UK tech sector hit by skills drop  

The report found that the UK’s technology sector had been the hardest hit by the fall in applications, with the number of non-EU skilled workers applying to enter the UK industry falling by 17 per cent, from 23,700 in 2015-16 to 19,700 in 2018-19.Manufacturing also saw a drop of 14 per cent of applications from outside the EU, with the report pointing out that, in a survey last year by the British Chambers of Commerce, 81 per cent of manufacturers said they had difficulties finding staff.“Being able to out-compete rival economies for talent is one of the reasons the UK has become a global fintech hub in the last decade," says Mr Lisle. "If we want to take a similar position in areas like AI, automated vehicles or advanced manufacturing, it’s vital that the government makes sure the UK retains its ability to attract the world’s best after the EU transition period ends.”

Actively developing home-grown talent

The report said the fall in overseas applicants highlighted the importance of the UK developing a home-grown workforce with the right skills. “The pipeline of talent for UK business is a fundamentally important need for British business.

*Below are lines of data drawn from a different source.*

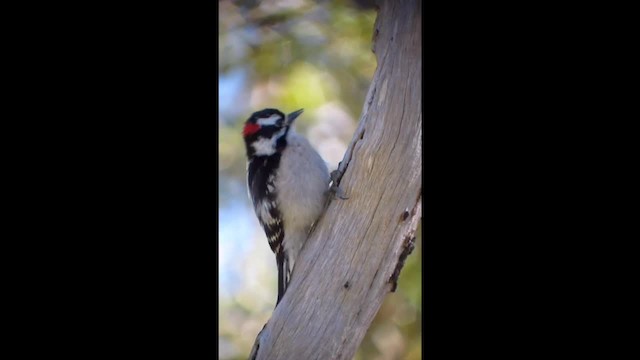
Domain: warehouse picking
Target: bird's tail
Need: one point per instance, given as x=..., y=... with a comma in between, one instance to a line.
x=285, y=267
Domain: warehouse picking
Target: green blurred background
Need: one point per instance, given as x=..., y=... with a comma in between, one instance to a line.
x=289, y=55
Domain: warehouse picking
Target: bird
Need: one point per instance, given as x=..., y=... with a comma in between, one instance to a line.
x=288, y=183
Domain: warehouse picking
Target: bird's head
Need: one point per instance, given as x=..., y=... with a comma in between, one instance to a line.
x=265, y=131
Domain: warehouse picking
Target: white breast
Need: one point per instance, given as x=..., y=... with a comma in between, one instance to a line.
x=303, y=181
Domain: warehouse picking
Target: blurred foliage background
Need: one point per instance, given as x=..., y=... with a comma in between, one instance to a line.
x=293, y=54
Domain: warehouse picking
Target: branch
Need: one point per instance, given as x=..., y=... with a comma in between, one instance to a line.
x=355, y=254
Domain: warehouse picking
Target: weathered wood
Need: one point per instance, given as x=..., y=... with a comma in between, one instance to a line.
x=349, y=262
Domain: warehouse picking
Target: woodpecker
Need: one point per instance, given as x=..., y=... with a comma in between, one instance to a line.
x=288, y=183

Businesses should take an active role in working with the education sector to engage with students and unlock the talent that we have to deliver sustainable economic success," says Mr Lisle. “Providing mentoring programmes and working with schools to deliver better careers advice are easy wins to engage students in the right subjects and sectors.” The report also welcomed the government's decision to reintroduce the two-year, post-study work visa for foreign graduates in STEM subjects at UK universities.